Meta's Use of Pirated Books for Training AI
Meta, the tech giant, is embroiled in a lawsuit concerning its use of millions of pirated books to train its Large Language Model Algorithms (LLAMA). Plaintiffs, including Richard Kadrey, accuse Meta of using copyrighted works without consent as the company did not want to pay for them.
Meta's Defense
- Meta has admitted to using these books but contends that it constitutes "fair use" of already compromised material.
- It claims that its LLAMA is "highly transformative" and utilizing copyrighted materials is crucial for developing open-source AI models.
Historical Context of Fair Use
Historically, the concept of "fair use" has roots in ancient traditions. In India, the Vedas were oral traditions considered impersonal and not attributed to any individual. This continued until a few centuries ago when authorship gained importance for authenticity and monetary value.
Controversy and Implications
- The Association of American Publishers argues that systematic copying of textual works into an LLM without additional functionalities cannot be deemed transformative.

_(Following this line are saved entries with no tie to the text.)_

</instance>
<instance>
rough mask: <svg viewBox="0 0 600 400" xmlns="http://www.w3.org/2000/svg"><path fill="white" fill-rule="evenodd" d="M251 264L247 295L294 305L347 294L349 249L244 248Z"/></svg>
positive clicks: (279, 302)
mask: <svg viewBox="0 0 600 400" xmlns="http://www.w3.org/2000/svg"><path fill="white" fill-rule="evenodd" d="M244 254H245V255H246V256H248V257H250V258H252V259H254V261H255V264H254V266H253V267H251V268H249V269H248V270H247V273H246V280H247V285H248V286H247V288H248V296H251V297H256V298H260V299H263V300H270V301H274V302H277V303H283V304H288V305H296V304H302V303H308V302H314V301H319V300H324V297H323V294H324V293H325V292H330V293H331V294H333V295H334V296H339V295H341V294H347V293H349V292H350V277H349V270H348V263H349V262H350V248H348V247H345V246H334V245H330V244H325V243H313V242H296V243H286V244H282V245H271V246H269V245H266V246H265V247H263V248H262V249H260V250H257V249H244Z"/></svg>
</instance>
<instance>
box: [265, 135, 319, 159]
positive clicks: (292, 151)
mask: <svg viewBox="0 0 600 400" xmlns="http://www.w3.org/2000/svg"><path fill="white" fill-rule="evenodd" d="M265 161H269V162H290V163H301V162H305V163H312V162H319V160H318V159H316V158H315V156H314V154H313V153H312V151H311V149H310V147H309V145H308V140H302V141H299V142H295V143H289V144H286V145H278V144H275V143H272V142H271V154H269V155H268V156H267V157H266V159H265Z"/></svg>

- Meta aims to monetize these works, using them to train AI for creating new outputs, including unlicensed sequels and derivative literature, potentially trivializing individual authorship.
Meta's Justification for Non-payment
- Meta initially considered license agreements but found them costly and resource-intensive.
- The company claims individual works do not significantly enhance LLM performance, with a contribution of only 0.06%, rendering payments unnecessary.
Broader Implications and Historical Parallels
This situation mirrors historical shifts, such as the Vedic system's transition to a caste-based hierarchy where knowledge was hoarded. Meta's actions could similarly create a new techno-hierarchy, undermining authentic creative work.
The legal outcome is pivotal for setting precedents on intellectual property use in AI development.